Originally created 02/18/99

Researchers say volcanoes ruled early Mars



Volcanoes belched up to 10 times more lava onto the surface of ancient Mars than previously thought, and the planet may still have some fire left in its belly, scientists say.

In one of two studies published in Thursday's issue of the journal Nature, researchers reported evidence that more than 3.5 billion years ago, Mars' volcanoes filled one canyon alone with enough molten rock to bury the entire United States beneath a fiery lake four miles deep.

The evidence included more than 100 layers of what the researchers believe is volcanic rock jutting from the walls of the 2,400-mile-long Valles Marineris canyon.

"It looks like thick stacks of lava and it goes down as far as we can see," about six miles, said Alfred S. McEwen, a research scientist at the University of Arizona's Lunar and Planetary Laboratory in Tucson.

He and colleagues studied photographs obtained by the Mars Global Surveyor, a spacecraft that has been orbiting Mars since 1997 and begins a two-year mission next month to map the entire planet in fine detail.

Their research supports the growing view that Martian volcanoes were more important than meteor collisions in shaping the planet's surface.

Volcanic activity would also help explain why Mars apparently had a thick, warm atmosphere early in its history. Volcanoes belch carbon dioxide, a greenhouse gas that causes the atmosphere to heat up.

In the same journal, scientists from the Planetary Science Institute of Tucson reported that based on images radioed back by the Mars Global Surveyor, Mars' volcanoes -- one of which looms 14 miles above its dusty, windswept surface -- may not be finished erupting.

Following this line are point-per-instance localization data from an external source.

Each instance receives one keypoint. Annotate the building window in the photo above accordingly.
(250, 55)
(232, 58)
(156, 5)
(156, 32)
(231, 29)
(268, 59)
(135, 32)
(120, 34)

They examined photos of a lava flow in a volcanic crater and estimated it formed 40 million to 100 million years ago. The flow was marked with relatively few meteor craters, in contrast with older flows that were heavily pockmarked. That suggests the flow is relatively young.

"We're not saying that there's going to be an eruption in 1999, but there may still be dormant areas on Mars with the potential for future eruptions," said William K. Hartmann, a scientist at the Planetary Science Institute.

He said the research team is analyzing photos that suggest even younger flows.

Steven Squyres, a professor of astronomy at Cornell University helping plan NASA's 2001 rover mission to Mars, said he wouldn't be surprised if Mars were still volcanic. He noted that the Global Surveyor will produce a thermal map showing any surface hot spots.